Directed by James Foley
Starring Jamie Dornan, Dakota Johnson, Kim Basinger
I’m not entirely sure when I offended every muse of cinema, theatre, and writing, but apparently I did. For my sins they have sent Fifty Shades Darker, and it is certainly harsh and cruel punishment. I apologise to fans of the book here, and to the film series – I’m definitely not the target demographic, and that will have some impact here as we fall into the standard cliché of a critic bagging this series. Sorry, but it’s just an awful film.

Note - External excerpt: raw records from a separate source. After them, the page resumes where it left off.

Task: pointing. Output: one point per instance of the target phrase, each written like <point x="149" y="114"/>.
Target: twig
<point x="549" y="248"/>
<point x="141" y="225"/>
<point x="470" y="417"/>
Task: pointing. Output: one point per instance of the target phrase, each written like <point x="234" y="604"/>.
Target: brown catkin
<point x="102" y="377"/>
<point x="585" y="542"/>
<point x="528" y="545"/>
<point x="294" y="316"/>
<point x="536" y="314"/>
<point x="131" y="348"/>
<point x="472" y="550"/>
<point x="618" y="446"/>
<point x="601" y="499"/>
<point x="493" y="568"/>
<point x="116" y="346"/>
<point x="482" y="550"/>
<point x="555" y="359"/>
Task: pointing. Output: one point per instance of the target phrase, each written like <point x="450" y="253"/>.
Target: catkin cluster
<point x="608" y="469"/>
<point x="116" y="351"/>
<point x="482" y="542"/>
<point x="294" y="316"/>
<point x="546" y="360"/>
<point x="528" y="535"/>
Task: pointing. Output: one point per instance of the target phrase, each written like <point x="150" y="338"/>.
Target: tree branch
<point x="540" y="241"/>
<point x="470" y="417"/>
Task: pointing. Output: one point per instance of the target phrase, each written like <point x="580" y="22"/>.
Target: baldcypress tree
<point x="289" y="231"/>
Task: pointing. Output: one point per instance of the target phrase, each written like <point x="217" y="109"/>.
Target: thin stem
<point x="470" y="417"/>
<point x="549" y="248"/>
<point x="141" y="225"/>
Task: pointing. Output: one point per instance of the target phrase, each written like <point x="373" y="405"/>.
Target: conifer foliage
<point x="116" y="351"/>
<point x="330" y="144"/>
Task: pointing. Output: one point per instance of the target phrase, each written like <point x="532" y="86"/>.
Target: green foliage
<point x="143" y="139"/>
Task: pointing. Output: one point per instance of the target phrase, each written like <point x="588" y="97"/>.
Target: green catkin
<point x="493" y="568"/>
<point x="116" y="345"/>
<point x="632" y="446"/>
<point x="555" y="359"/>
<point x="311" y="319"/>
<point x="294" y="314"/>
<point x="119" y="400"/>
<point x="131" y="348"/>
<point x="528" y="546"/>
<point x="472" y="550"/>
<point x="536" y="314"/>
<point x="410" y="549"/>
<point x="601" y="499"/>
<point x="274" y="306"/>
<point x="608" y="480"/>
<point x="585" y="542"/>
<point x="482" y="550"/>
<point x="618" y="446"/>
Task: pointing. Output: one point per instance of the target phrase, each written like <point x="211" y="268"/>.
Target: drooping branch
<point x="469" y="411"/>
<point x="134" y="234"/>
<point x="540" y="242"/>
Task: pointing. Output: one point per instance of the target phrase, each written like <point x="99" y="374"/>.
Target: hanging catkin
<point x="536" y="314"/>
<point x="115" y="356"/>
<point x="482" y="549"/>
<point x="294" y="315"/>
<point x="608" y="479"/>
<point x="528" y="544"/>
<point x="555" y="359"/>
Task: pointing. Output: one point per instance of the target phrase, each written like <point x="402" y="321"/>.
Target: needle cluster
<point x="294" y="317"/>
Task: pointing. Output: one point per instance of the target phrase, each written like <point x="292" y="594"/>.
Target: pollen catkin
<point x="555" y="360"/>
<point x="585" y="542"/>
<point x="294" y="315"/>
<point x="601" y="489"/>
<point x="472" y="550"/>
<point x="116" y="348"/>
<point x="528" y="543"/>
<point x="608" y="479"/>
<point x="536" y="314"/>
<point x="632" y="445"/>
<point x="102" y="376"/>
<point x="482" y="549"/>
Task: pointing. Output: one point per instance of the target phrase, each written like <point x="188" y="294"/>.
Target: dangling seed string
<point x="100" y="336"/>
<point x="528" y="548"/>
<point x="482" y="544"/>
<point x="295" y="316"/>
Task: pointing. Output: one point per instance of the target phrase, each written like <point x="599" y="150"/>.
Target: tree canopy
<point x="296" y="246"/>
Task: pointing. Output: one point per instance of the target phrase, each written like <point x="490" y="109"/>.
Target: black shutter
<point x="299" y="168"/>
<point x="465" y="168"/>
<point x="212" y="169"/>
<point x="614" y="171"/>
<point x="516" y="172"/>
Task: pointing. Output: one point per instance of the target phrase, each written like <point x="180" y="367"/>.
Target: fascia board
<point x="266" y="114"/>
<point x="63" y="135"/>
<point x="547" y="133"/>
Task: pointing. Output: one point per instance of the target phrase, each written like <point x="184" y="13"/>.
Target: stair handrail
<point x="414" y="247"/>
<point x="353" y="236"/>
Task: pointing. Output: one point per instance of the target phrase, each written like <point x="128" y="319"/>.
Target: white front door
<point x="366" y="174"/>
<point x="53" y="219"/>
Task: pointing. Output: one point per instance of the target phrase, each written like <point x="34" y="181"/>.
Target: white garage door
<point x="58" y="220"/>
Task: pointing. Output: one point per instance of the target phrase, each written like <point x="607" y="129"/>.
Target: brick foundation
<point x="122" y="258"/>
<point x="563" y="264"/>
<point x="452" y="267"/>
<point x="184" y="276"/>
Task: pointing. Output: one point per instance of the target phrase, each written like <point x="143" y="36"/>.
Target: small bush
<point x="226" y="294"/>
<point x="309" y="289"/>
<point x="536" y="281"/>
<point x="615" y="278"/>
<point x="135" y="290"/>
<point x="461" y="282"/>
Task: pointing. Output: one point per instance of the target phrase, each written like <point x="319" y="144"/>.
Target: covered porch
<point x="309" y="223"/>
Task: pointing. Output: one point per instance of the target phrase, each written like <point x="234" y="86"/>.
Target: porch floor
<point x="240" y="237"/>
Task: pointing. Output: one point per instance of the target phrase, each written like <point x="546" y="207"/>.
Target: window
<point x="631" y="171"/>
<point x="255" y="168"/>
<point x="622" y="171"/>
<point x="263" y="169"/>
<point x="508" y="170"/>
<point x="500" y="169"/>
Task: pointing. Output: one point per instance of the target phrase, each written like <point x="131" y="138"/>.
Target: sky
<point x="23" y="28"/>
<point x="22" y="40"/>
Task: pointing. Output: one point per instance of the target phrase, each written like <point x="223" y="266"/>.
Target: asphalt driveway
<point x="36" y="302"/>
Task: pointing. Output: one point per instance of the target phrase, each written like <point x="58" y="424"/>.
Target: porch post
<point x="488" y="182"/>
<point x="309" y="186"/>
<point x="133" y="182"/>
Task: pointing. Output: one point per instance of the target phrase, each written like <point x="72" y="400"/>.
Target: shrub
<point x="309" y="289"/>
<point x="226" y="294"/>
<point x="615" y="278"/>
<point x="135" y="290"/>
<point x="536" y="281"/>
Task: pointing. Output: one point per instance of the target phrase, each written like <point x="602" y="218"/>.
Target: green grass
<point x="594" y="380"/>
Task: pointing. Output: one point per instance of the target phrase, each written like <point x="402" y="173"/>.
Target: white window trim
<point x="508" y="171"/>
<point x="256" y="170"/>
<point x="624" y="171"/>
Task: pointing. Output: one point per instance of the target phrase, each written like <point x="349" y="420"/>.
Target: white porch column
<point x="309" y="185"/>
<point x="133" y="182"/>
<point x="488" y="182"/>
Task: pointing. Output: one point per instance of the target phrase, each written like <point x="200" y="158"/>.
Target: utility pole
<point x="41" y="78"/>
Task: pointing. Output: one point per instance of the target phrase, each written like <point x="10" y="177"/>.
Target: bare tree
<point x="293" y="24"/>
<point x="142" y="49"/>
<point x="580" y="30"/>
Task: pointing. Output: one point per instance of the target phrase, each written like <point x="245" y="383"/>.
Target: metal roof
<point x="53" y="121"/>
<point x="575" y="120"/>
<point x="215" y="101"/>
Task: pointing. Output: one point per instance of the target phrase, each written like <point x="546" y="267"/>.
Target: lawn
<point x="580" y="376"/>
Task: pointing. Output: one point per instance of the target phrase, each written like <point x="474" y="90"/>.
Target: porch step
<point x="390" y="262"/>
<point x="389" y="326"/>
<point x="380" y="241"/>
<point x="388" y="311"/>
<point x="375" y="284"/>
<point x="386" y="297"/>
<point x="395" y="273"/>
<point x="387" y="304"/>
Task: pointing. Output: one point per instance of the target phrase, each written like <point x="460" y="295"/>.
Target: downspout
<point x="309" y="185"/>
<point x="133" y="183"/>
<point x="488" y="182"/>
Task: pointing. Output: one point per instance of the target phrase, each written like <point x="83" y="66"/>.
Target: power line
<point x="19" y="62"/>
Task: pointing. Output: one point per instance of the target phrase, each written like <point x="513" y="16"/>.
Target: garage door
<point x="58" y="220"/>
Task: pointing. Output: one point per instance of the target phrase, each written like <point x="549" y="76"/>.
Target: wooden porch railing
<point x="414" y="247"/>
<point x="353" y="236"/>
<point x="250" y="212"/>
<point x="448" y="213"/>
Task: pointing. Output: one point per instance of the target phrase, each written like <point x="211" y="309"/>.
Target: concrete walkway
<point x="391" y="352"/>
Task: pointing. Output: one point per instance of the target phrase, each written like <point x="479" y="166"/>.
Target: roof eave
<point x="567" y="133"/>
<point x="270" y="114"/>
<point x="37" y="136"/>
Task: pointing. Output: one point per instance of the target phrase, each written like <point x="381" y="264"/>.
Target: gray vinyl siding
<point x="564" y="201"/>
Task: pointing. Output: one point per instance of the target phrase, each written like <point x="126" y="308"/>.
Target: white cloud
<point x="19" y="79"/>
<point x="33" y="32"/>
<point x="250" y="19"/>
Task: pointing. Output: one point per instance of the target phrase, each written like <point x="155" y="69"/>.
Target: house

After a disastrous first attempt at a relationship with the mysterious Christian Grey (Jamie Dornan), Ana (Dakota Johnson) has moved on with her life. Working as an assistant at a publishing company, she is proving her value, even if her boss may have alternative motives. When her former billionaire lover (and bondage enthusiast) Christian Grey re-enters her life, it is thrown into chaos. He has realised how precious she is to him, and seeks to re-establish the relationship through a second contract.
The sequel to E L James’ best-selling novel 50 Shades Of Grey (and the subsequent 2015 film adaptation) hits the cinemas with a squelch. Here character development, continuity, dramatic tension all don’t matter a damn. It’s stunning what a badly written script this actually is. Case in point, one scene is a helicopter crash involving Christian Grey. This unites Ana with the Grey family, and is a scene with the possibility of tension and character dynamics, as they bond over a shared concern for a loved one – then Christian walks in the door just a little dirtier for the adventure. Elapsed time, maybe 3 minutes. It is a wasted opportunity to explore the characters, their motivation and dreams, and build dramatic tension. Worse still, this is just one of many, as Fifty Shades throws a plethora of under-cooked elements at the wall, while developing none. It is like a young child telling a story, with the constant refrain of “and then this happened”, save someone paid James handsomely for the effort.

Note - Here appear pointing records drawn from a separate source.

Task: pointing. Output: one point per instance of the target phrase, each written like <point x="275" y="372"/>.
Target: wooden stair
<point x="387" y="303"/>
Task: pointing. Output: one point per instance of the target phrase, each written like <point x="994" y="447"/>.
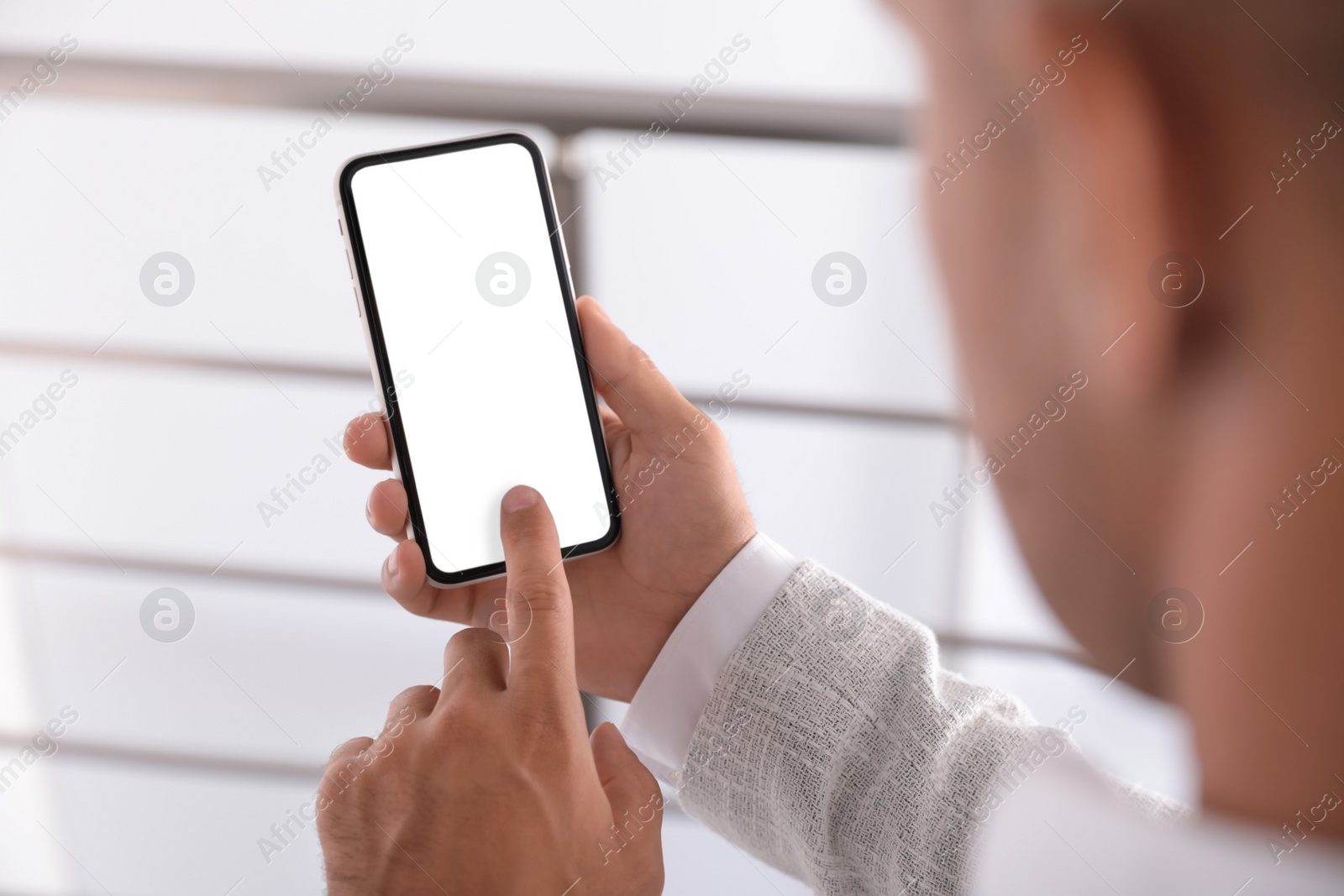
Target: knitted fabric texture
<point x="835" y="748"/>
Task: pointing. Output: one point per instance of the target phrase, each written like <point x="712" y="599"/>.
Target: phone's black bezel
<point x="385" y="372"/>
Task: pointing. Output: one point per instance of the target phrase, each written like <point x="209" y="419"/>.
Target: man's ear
<point x="1109" y="172"/>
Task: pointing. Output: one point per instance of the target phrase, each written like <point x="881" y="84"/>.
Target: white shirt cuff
<point x="675" y="692"/>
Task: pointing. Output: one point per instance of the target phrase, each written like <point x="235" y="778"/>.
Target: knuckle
<point x="538" y="589"/>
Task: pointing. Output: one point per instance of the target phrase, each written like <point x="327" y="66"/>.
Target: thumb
<point x="628" y="379"/>
<point x="635" y="797"/>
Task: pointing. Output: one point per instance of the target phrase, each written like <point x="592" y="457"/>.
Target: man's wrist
<point x="674" y="694"/>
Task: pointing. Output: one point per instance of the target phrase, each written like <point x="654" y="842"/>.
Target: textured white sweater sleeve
<point x="837" y="748"/>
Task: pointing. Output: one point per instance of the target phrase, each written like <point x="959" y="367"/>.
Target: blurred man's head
<point x="1073" y="148"/>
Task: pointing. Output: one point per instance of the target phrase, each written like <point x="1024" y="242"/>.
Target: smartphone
<point x="464" y="288"/>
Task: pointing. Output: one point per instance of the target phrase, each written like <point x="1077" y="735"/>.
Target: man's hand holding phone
<point x="488" y="783"/>
<point x="678" y="532"/>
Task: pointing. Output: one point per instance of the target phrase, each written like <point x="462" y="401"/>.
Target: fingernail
<point x="519" y="497"/>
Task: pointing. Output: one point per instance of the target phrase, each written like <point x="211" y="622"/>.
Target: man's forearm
<point x="837" y="748"/>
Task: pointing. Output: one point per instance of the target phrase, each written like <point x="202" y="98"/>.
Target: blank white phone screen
<point x="475" y="329"/>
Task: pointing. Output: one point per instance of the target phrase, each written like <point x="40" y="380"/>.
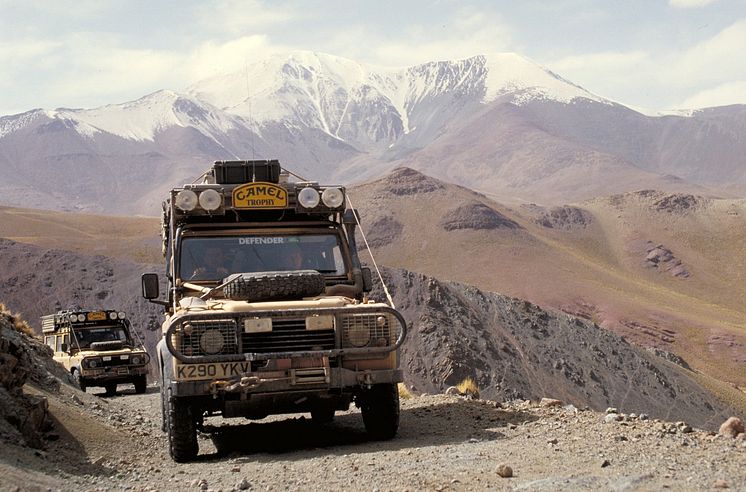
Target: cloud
<point x="715" y="60"/>
<point x="466" y="34"/>
<point x="211" y="58"/>
<point x="242" y="17"/>
<point x="689" y="4"/>
<point x="722" y="95"/>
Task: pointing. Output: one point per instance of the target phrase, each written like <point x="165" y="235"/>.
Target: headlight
<point x="333" y="197"/>
<point x="210" y="200"/>
<point x="211" y="342"/>
<point x="186" y="200"/>
<point x="308" y="197"/>
<point x="139" y="359"/>
<point x="358" y="334"/>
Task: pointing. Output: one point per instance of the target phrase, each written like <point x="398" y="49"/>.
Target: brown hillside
<point x="589" y="259"/>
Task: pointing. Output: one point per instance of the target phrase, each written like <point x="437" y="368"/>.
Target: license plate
<point x="217" y="370"/>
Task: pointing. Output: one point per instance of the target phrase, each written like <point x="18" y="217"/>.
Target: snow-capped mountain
<point x="366" y="105"/>
<point x="498" y="123"/>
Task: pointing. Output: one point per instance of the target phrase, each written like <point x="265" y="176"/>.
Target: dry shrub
<point x="468" y="387"/>
<point x="18" y="323"/>
<point x="404" y="393"/>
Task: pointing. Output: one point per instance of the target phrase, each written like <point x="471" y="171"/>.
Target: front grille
<point x="114" y="361"/>
<point x="206" y="337"/>
<point x="287" y="335"/>
<point x="364" y="330"/>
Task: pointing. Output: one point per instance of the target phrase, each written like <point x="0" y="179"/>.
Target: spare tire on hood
<point x="273" y="286"/>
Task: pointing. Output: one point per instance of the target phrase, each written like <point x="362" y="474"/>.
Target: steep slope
<point x="589" y="259"/>
<point x="37" y="281"/>
<point x="514" y="349"/>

Maybe that’s not what this tale is about, maybe it’s just an erotic romance? Well, it’s hard to imagine a worse suited couple. It’s difficult to hear the dialogue (which is actually a blessing) with the continuous sound of alarm bells ringing in your head every time you see this partnership. The power and experience differential between the two characters is staggering, with the favour going to the billionaire, sadist, control freak, with a mother fixation. It may be fantasy, but that can’t be a healthy relationship.
True it is said that Anna is special, but it’s difficult to see any proof of this besides the constant repetition of this by minor characters. Although that is not entirely the fault of the script. Johnson and Dornan look perpetually bored, walking through the film as if the craft service table was loaded with Diazepam. Somehow they violate the rules of static electricity, because after hours of rubbing up on carpet and sheets, they are incapable of creating the slightest spark.
Even the eroticism is fairly stale. Other than their realisation that there are interior designers hired to create bondage rooms, there is nothing here that is new or shocking. Given the series’ reputation, this is all rather vanilla. Which may be the worse thing this film has to offer. Stripped of that titillation, every other fault is displayed in sharp contrast. This leaves a product that is not only bad, but worse still – dull.
The film series that tries to convince you that B/D stands for “beige disappointment”, 50 Shades Darker manages to completely drain the passion out of a room. Woeful.